А вот на чисто бытовую тему: «Родители пока живут с нами. Что вам сказать о совместном проживании… Описание восторга и наслаждения никогда не было моей сильной стороной, так что отсылаю вас к лучшим страницам мировой классики, а от себя добавлю только: «О лебедиво, о озари!» Физически они, слава Богу, ничего, но психологически – труба. Вся жизнь, понятно, осталась там. На понимание иврита никаких надежд. Здесь все чужое, и, следовательно, чуждое. Плюс еще личностные особенности, вам хорошо известные. Тем не менее, они стараются держаться. Выручает их любовь к чтению. Здесь есть хренова прорва русскоязычных газет (в основном – бред и пурга) и в библиотеках – книги на русском. Это как-то компенсирует, т.к. они не могут общаться с людьми, не понимают ни радио, ни TV. Три главных столпа жизни рухнули: работа, добывание продуктов и ругание советской власти. Здесь бессмысленно это все, и я им искренне сочувствую. Но, тем не менее, я считаю, что сделал правильно, настаивая на их приезде. Теперь я, по крайней мере, могу быть уверен, что они доживут свои дни по-людски».
На самом деле Леонид был человеком устного жанра. Писать он не любил, его тексты, кроме чисто научных, сильно уступали его искрометным репризам, сопровождаемым впечатляющей мимикой.
Но три текста прошли с ним многие годы. Это пьесы, две из которых он не закончил, но одну все же довел до книги, изданной при жизни. Две первые были на темы его любимой Франции – о Пьере Абеляре и о маркизе де Саде. Он читал мне фрагменты, и они были потрясающими. А завершить он сумел (всего за пару лет) пьесу из еврейской истории «Скачущий на льве», о рабби Акиве и восстании Бар Кохбы.

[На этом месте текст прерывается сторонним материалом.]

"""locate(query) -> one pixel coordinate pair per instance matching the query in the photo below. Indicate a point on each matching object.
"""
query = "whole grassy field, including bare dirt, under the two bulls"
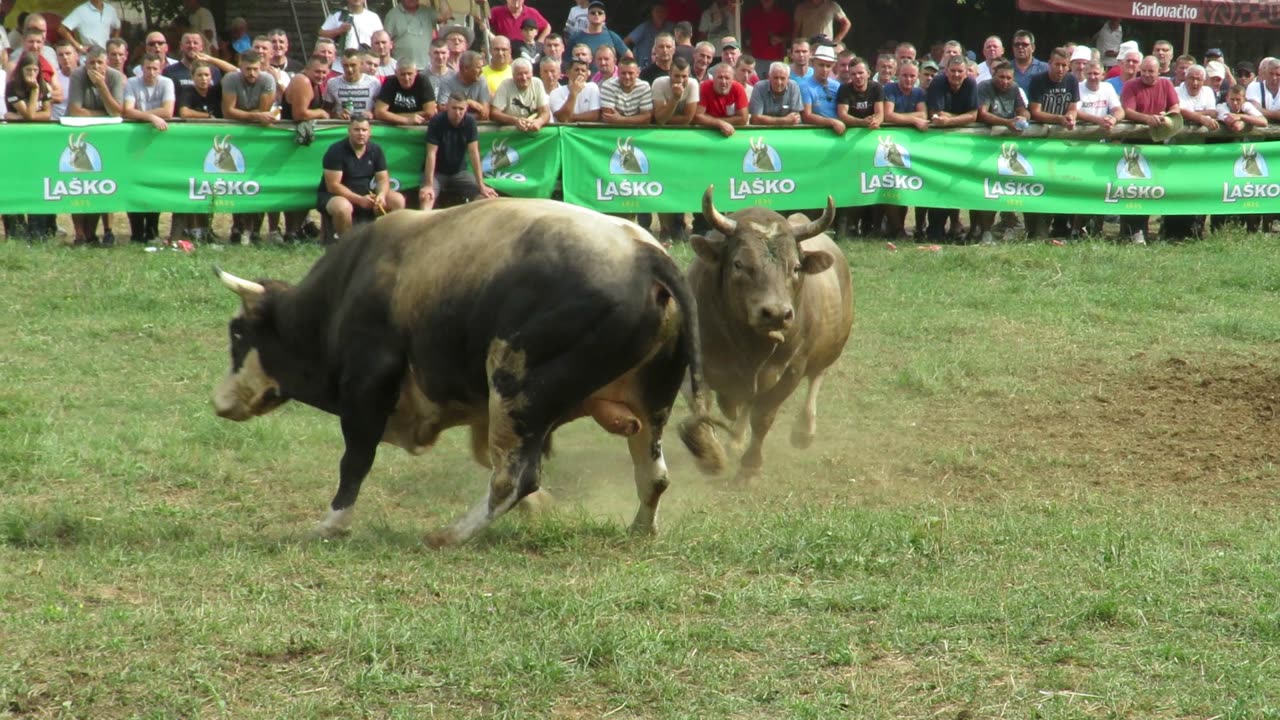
(1043, 487)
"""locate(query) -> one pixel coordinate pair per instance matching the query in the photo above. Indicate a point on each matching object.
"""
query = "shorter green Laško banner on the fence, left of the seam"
(226, 168)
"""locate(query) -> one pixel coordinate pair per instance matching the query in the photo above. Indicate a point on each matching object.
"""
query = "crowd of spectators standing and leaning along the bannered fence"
(445, 66)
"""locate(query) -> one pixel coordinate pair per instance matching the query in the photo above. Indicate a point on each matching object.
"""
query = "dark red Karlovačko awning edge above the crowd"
(1228, 13)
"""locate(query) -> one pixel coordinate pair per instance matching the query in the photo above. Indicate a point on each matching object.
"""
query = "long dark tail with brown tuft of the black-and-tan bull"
(698, 431)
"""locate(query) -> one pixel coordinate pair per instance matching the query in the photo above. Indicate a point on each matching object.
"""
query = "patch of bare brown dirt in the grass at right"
(1204, 425)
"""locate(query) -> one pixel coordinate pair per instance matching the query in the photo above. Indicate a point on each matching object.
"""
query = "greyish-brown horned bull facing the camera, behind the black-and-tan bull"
(775, 307)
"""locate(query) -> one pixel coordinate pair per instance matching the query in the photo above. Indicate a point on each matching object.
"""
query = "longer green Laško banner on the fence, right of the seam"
(629, 171)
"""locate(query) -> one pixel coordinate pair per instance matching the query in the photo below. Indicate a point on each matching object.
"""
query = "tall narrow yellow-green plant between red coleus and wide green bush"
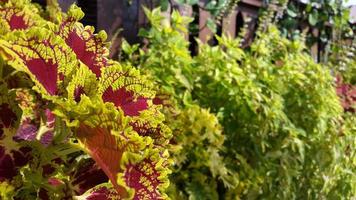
(197, 141)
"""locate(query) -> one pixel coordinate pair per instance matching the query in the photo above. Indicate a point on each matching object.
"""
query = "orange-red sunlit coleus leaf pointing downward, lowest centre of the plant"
(109, 150)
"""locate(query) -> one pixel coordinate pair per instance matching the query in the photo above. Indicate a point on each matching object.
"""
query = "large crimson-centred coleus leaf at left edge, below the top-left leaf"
(43, 55)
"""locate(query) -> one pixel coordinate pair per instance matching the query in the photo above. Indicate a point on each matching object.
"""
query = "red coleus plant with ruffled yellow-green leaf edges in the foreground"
(74, 124)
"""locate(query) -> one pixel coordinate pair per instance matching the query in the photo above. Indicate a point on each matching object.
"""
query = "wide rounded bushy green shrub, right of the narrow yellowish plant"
(280, 115)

К сожалению, поставить эту пьесу в театре вряд ли возможно: сам Леонид подсчитал, что полное воплощение текста на сцене должно занять 5-6 часов. Может быть, когда-нибудь на ее материале сделают телевизионный сериал. Пока же она выдержала два издания, ее текст есть в Интернете, и им можно насладиться в любой момент.
Вот слова, которые Леонид Мацих вложил в уста рабби Акивы в финале пьесы «Скачущий на льве». Если учесть, что они были написаны человеком, знавшим о своем диагнозе (лейкоз), незадолго до смерти, их звучание приобретает особый смысл и вес:
«Господи, Боже мой, Тебе передаю я дух свой. Готов я ныне предстать перед судом Твоим. Тебе, Господи, одному Тебе, известны мысли мои. Ты знаешь, что делал я и зачем совершал это. Да завершится успешно предпринятое мной! Не вмени мне в грех гордыню ума и высокомерие учености. Я старался быть верным рабом Твоим и добрым пастырем народу Твоему. Да свершится ныне правосудие Твое! Мне ведомо, что в правосудии нет милосердия. Не милосердия жду я от Тебя, но справедливости и принимаю с покорностью приговор Твой. Господи, Царь Вселенной! Всю жизнь просил я Тебя удалить от меня мысль, что я все могу. Ныне же прошу Тебя: приблизь ко мне мысль эту! Внуши мне, что я все могу, дай мне силы с достоинством перенести испытания. Шма, Исраэль! Слушай, Израиль, Господь Бог наш, Господь Един! Я иду к Тебе, Господи! Я иду к Тебе!»
Постскриптум Этот материал должен был выйти в мартовском номере «Еврейского обозревателя». Но помешала война. Ничего – и рукописи не горят, и издание не заканчивается, и смыслы не меняются. Что сказать о войне? Покойный этого не любил. Сильно не любил.